Objectives: To determine and compare the antimicrobial activity of 21 nm TiO2 nanoparticles against Escherichia colii, Candida albicans and Methicillin resistant Staphylococcus aureus (MRSA).

Methods: Titanium dioxide (TiO2) 21 nm anatase nanoparticles (13.9 g/l) were suspended in miliQ (MQ) water, sonicated (35 MHz for 1 hour) and autoclaved. Sterile glass petriplates were treated with TiO2 suspension or sterile MQ(control). Overnight cultures of E.coli MRSA and C. albicans were added to TiO2 coated plates and control plates and kept at room temperature.   Viable counts were obtained by spread plate method at 0 hours and 24 hours; before and after sunlight exposure for 30 minutes.  Colony forming units (CFU) / ml was calculated to determine percentage reduction of CFU in presence of TiO2. Experiments were done in triplicates.
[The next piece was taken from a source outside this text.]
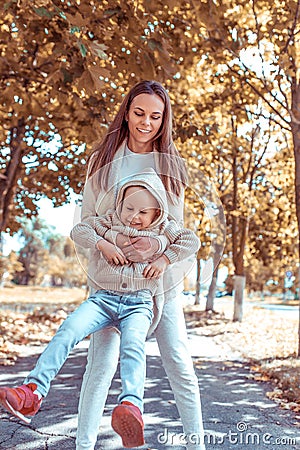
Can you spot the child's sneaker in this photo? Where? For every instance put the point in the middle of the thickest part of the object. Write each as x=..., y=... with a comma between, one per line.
x=127, y=421
x=21, y=401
Results: TiO2 nanoparticles demonstrated antimicrobial activity against E.coli, MRSA and C. albicans. Estimated percentage CFU reduction in E.coli (13±8.4), MRSA (12±6.6) and C. albicans (36±4.9 ) was observed at 0 hours of contact in the supernatant. The bactericidal effect was enhanced on exposure of the plates to sunlight. Estimated percentage CFU reductions are E. coli (46±7.9), MRSA (99±0.2 ) and C. albicans (99±0.4). The results for 24 hours were (95±1 ), (35±2.1 ) and (83±4 ) reduction for E. coli, MRSA and C. albicans respectively. When the 24 hour plates were exposed to sunlight (99±0.6), (99±0.6) and (99±0.2) reduction was seen for E.coli, MRSA and C. albicans respectively.

Conclusion: Anatase 21 nm TiO2 nanoparticles show enhanced antimicrobial activity against the tested microbial strains following photoactivation by sunlight.  Antimicrobial activity against three different types of microbial strains has varying effects.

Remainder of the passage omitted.